Optimizing Checkpoint Bandwidth for LLM Training

VAST Data

The Operating System for the Thinking Machine.

Published Oct 21, 2025

Summary: We analyzed 85,000 checkpoints across real-world systems to see how production training workloads actually interact with storage, and we found that global checkpoint bandwidth requirements are modest, typically well below 1 TB/s even for trillion-parameter-scale models. To make these findings actionable, we developed a simple sizing model that relates GPU scale and reliability to the required global checkpoint bandwidth. This offers system designers a practical way to provision storage to support efficiency checkpointing while preserving as much power, space, and budget as possible for GPUs.

The field of training LLMs at scale is evolving rapidly, and AI service providers are struggling to design infrastructure that can scale to meet the current and future needs of frontier models.

The scale and throughput of GPU clusters limit the rate at which new models can be developed, so it is reasonable to expect that their associated network and storage subsystems keep pace. However, although GPU designers publish reference architectures that quantify the I/O bandwidth required to keep their accelerators fully saturated, these guidelines only capture half of the design equation. They focus on the supply side of the equation—describing what GPUs could consume under ideal conditions—but do not account for how production workloads actually interact with storage.

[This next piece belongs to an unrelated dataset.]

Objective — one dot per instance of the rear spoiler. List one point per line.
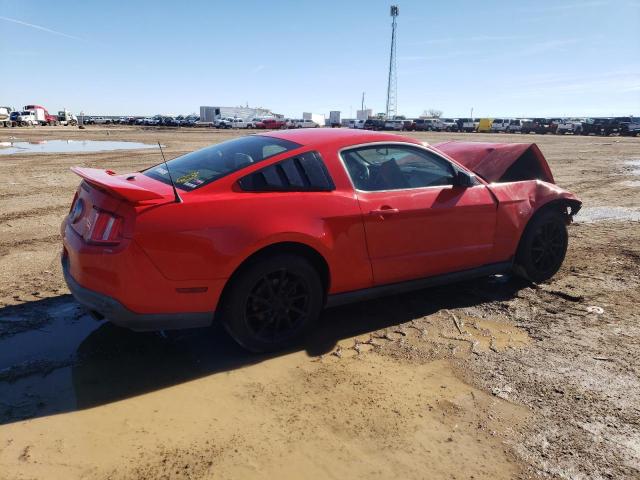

VAST operates the data platform for many of the world’s largest AI training clusters, giving us visibility into the other half of the equation: the demand side. While we do not observe training on the GPU nodes directly, our systems capture the I/O patterns generated during pretraining and fine-tuning. This allows us to characterize checkpoint frequency, duration, and bandwidth, and to assess how much checkpointing overlaps with compute. By quantifying what training actually demands of storage, we can help customers optimally balance their investments in GPUs, storage, networking, power, cooling, and space.

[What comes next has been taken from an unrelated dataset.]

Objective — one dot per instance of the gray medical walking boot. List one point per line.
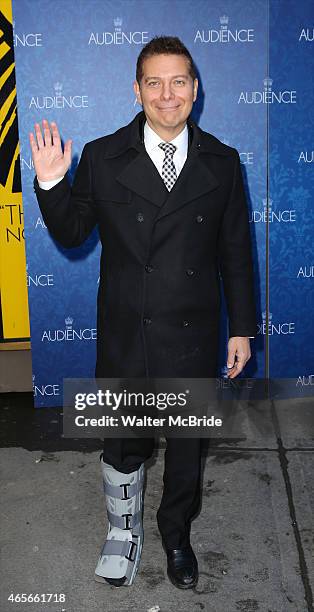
(120, 556)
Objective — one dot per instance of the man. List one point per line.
(169, 202)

To ground this analysis of the demand-side view, we analyzed checkpoint behavior across dozens of frontier-scale training runs.

Characterizing 85,000 AI model checkpoints

We surveyed 40 large (i.e., more than 1,024-GPU) production training runs, covering more than 85,000 checkpoints across 18 clusters at AI cloud providers. Model sizes ranged from 45 billion to over 1 trillion parameters, spanning modest-to-frontier-scale LLMs¹. And what we observed is that the checkpoint bandwidth per GPU decreases as model size grows.

This trend reflects the mechanics of data-parallel training: although larger models require more GPUs to train, only a single data-parallel replica must be written when checkpointing. As a result, checkpoint bandwidth does not scale linearly with cluster size, and per-GPU demand drops as more data parallel replicas are incorporated across more GPUs.

In addition, we found that the absolute bandwidth required for checkpointing decreases for the largest models.

This may seem counterintuitive: larger models require more GPUs to train, and more components means a greater chance of a failure interrupting. To maintain efficient training of large models, therefore, we might expect checkpoints to be written more frequently and completed more quickly—thus increasing bandwidth demands on storage.

However, our data suggest that model trainers are relying on asynchronous checkpointing, a technique where frequent checkpoints are written quickly to node-local storage and then drained to global storage at a lower, fixed frequency. Because whole-node failures are rare compared to subcomponent issues (such as link flaps or GPU ECC errors), these local checkpoints usually survive crashes. Our analysis suggests that model trainers optimize for this by synchronizing checkpoints to shared storage only often enough to protect against the relatively rare cases where node-local checkpoints are lost.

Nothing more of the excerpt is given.